Many people with acne can attest to being declined and earning pre-existing condition status before the ACA. Rejection was specific as to which insurance company you chose, as well as medications and treatments. Seeing a dermatologist regularly would have a higher likelihood of decline than just taking medication. Looking at the 2012 underwriting guidelines below for an insurer in Florida, we can see a variety of possible outcomes. Those who took medication only might not receive any rate increase at all if well-managed, or rates could climb by 70 percent. If a healthy person in their 30s was charged $150 per month in 2012, the worst case scenario for a medication-controlled case of acne would have been $255 per month, according to this insurer’s guidelines.
According to a forum post from April 2012, another major insurer declined someone who takes no medications and only uses topical Retin-A Micro. The thread starter claimed the agent they spoke with said that company’s underwriting guidelines specifically say to decline Retin-A and Accutane. All underwriting guidelines vary, however, as rates and state laws also do.
Other Health Plans for Acne
If you are eligible for coverage through your employer or the government-funded Medicaid program, you will not qualify for a plan through the exchange, but you always have the choice of applying for an individual policy, unless you can’t afford it. Group insurance policies are also required by health reform to include a wide range of benefits, so you may have coverage for some acne treatments. Medicaid benefits vary from one state to another, and usually do not cover acne, as it might not be considered medically necessary to treat. As this is such a widespread condition in our country, Medicaid beneficiaries have found ways to reduce their blemishes on a budget, even when insurance doesn’t pay.
Working for a large company means a full-time employee has the option of joining the group health plan. This is the most used form of health insurance in our country, and Obamacare requires all employers to offer essential health benefits to their full-time workers. If you have not yet considered obtaining coverage through the workplace, or having your spouse add you to their health plan it is worth comparing the cost to individual plans. While each company provides a different plan and benefits that cannot be predicted in advance, group coverage is often very comprehensive.
Always consult the schedule of benefits to find out what services are covered and how to obtain them. Costs and providers are also important to keep in mind. ACA regulations ensure that at least ten categories of care are included, but specifics are up to the insurer and your employer.
Medicaid and CHIP
Medicaid programs are unique to each state as far as income guidelines and benefits are concerned.

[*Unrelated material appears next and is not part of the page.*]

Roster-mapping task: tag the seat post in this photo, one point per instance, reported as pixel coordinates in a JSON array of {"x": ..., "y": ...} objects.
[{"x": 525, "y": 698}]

If you qualify, you will be able to receive many types of care, but special health needs are covered only based on medical necessity. Depending on the severity of your or your child’s acne, some services may be considered medically necessary, and thus would be covered. If a service is not covered, you are responsible for paying the full cost. Medicaid does cover prescriptions, but an acne medication may not be approved.
In order to find out what your state’s Medicaid program covers, call your local Department of Health (or equivalent health or social services division). They should be able to answer your questions and let you know what services are included. According to various contributors on Acne.org, finding a discount pharmacy arrangement is the best way to go. Seeking out discounts via Sam’s Club, Walmart, Costco and Target are the least expensive sources of acne prescriptions.